In the case of my previous company, they had to go out and raise money from the venture capitalists a few times. The money is necessary to do silly things like pay employees and/or acquire other companies. When this happens, typically the value of the company is readjusted upwards and more total outstanding shares “float” are issued. I’ll give you an example with completely different numbers than my own. Let’s pretend that when I signed on I had the option to buy 100 shares and there were 10,000 outstanding shares. Let’s say that the company’s last round of funding was $1,000,000. If they were to issue stock instead of options (again trying to make this simple) I would own roughly 1% of the company (100/10,000) that’s worth a million dollars. It would be a nice $10,000 bonus. Now let’s say the company decides to raise money. The new investors come in and say, “We like what you are doing, we think you are worth 3M so we’ll buy some shares at a higher price.”
It was billed as a joyous event at our company when new rounds of funding came in. It meant that people liked our work enough to hand us cash. That is a joyous occasion. What I didn’t know is that each time we went out to get more money, they weren’t trading stock from the original 10,000 outstanding shares. The company issues more outstanding stock, so now there are 25,000 outstanding shares of which the new investors got a good portion of. (Unfortunately venture capitalists aren’t in the business of handing out money for free).
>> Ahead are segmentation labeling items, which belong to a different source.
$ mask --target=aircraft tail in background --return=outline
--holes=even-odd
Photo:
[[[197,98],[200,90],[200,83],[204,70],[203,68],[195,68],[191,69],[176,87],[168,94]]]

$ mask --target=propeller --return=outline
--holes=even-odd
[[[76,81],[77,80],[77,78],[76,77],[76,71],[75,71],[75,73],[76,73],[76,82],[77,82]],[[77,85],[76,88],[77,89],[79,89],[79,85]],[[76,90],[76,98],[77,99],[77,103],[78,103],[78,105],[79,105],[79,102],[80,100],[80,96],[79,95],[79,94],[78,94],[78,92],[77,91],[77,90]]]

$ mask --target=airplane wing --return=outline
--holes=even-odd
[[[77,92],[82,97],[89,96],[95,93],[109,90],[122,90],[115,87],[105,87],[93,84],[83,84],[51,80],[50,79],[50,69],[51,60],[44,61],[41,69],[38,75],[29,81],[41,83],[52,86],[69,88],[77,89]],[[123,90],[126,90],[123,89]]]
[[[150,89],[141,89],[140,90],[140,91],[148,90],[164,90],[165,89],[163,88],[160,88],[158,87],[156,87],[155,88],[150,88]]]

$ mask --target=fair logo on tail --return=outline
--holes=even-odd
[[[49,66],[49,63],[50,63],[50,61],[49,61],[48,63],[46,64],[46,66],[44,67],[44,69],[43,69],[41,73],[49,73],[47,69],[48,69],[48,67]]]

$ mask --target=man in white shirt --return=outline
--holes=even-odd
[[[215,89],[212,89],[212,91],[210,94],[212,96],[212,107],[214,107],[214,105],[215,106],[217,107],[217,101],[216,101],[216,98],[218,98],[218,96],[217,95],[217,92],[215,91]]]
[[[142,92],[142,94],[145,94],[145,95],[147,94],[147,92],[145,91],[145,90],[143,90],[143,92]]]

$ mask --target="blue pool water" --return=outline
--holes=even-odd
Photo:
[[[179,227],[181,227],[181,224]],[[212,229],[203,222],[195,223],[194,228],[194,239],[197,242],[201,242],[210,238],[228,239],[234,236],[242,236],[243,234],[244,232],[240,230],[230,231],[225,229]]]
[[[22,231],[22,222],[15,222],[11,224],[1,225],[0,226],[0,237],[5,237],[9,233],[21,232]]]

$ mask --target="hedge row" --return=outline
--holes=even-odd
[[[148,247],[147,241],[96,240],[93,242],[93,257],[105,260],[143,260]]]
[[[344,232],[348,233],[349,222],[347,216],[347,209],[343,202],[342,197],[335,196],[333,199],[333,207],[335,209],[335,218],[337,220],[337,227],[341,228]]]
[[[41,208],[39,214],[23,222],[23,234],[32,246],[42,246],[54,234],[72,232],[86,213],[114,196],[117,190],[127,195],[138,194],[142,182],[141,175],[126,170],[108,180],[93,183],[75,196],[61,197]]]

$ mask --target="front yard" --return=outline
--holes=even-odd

So what happens to my 100 shares? If the company doesn’t grant employees new shares (and my company didn’t) it gets diluted. Instead of owning 1% of the company, I now own 0.4% of the company. Fortunately the value of the company is now valued at $3M so 0.4% of that is $12,000. The value of the company tripled. The value of my stake in the company rose 20%. Now I don’t mind making 20%. I’ll take that any day you want to give it to me. However, it takes about 4 of these events (if the value in the company triples every time, which an extremely unusual event that I’m using for simplicity) before the company gets valued at 9 figures. Take that 20% gain each time and my hypothetical value would essentially double to $20,000 by the time the company is sold. At this point, the company has a million shares and my 100 shares is essentially a hill of beans.
Final Analysis
When you apply the stock dilution to my particular case, it’s not as bad as I made it in the example above. There were a lot of capital raising events, but the final purchase price by the large company was more than I anticipated. I can’t say what the final numbers will be (because I don’t even know the terms of the sale yet), but in hashing through the numbers with a former co-worker it would seem that I’d make 2000% from buying my vested stock options. That’s a great return for 5 years. The unfortunate part is that the number of shares that I was granted and allowed to buy was very low (one of the things that drove me to leave the company). When I look at the cash I’ll make, it’s striking in that it is almost exactly for what they underpaid me according to my Salary.com estimates for the 2+ years that I was there.
All is not lost in my dreams of stock option riches. I few years ago, I bought more private stock in a different company. Even though I was with that company for less time and had much less of an impact on their success, I think it is worth 10 times as much as my previous company and I have a higher initial value of ownership.